Todas essas terapias necessitam de provas de segurança e eficácia. Entretanto, modelos de aprovação precisam ser contemplados ou amplamente discutidos. Um grande dificultador do processo é a morosidade na aprovação. Após o recebimento da documentação para um pedido de registro para produto de terapia avançada classe I, a Anvisa pode demorar até 365 dias para manifestar-se quanto ao pleito. É uma Resolução muito recente. Acredito que temos muito a aprender e a evoluir, assim como aconteceu com os estudos clínicos ao longo dos anos.

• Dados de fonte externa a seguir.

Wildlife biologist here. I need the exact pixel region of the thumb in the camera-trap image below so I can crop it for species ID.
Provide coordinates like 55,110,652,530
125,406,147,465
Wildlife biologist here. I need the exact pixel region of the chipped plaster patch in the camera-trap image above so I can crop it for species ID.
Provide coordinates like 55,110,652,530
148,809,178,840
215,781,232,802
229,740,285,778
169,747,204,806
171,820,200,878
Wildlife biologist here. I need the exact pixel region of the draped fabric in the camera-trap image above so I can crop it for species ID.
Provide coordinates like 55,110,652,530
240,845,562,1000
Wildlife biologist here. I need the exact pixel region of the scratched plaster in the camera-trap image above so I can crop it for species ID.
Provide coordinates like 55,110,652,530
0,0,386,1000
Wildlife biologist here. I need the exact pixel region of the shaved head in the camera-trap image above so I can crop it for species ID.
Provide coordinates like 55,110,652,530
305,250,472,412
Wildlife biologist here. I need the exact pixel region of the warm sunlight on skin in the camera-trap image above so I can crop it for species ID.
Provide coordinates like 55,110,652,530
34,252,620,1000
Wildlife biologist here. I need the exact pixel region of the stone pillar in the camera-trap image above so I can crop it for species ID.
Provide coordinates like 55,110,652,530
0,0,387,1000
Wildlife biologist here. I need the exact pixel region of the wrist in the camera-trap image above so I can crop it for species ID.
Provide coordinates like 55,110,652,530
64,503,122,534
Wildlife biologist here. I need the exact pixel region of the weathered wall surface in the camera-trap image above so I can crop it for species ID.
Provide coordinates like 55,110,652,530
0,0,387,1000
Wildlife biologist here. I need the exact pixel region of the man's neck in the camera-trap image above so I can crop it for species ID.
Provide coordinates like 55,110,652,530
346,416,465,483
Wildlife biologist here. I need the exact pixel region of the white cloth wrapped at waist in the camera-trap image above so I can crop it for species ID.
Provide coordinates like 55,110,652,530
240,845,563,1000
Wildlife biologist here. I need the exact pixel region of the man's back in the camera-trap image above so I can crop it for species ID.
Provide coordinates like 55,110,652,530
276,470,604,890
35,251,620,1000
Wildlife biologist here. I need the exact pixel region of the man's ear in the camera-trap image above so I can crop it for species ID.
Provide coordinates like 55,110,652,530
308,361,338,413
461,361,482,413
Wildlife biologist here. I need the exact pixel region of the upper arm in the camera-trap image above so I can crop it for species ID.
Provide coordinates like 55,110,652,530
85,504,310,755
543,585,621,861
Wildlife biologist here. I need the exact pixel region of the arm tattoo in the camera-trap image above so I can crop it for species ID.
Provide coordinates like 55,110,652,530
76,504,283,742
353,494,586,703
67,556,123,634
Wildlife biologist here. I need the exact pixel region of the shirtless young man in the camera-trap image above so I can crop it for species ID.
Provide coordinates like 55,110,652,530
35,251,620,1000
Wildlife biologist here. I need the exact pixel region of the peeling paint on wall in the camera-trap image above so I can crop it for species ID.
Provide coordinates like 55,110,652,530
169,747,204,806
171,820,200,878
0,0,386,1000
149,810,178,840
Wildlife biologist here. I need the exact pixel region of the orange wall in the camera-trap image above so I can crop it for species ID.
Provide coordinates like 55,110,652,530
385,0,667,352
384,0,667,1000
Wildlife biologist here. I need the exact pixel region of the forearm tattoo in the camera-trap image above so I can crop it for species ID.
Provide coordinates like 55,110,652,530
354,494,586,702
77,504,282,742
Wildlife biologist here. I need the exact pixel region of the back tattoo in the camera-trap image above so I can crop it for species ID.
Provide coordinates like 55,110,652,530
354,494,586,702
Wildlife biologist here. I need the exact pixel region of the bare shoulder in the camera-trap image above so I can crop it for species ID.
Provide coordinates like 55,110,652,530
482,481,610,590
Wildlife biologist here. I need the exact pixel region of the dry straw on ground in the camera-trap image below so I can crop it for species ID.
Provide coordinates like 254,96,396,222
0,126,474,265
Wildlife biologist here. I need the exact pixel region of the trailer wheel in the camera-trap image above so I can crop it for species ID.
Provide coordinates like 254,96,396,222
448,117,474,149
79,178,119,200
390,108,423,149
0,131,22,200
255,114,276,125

Outro ponto que ainda merece ser abordado são formas de pagamento diferenciadas. Em tratamentos muito caros, a empresa, por exemplo, só recebe se o tratamento funcionar.
Quais aspectos deveriam ser contemplados e não foram nesta nova norma?
Não existe um modelo ideal, mas acredito que cada situação deve ser analisada individualmente. Recentemente, em 31 de março, a Diretoria Colegiada da Anvisa aprovou a RDC nº 363/2020, que altera artigos pontuais da RDC nº 338/2020. Essa alteração foi realizada frente à pandemia da covid-19. Nessa resolução, produtos de terapia avançada para a covid-19 podem ser utilizados apenas com a comunicação e o encaminhamento de documentação simplificada à Anvisa, sem necessidade de autorização do órgão regulador.
A EMS tem produtos de terapias avançadas na fila de registro ou já registrados?
A EMS não tem produtos desse tipo em desenvolvimento, na fila de registro ou registrados. A Brace Pharma hoje investe em terapias antivirais e antifúngicas, e também em áreas como oncologia e doenças autoimunes. Esta empresa tem potencial para aplicar registros nessas classes terapêuticas em breve.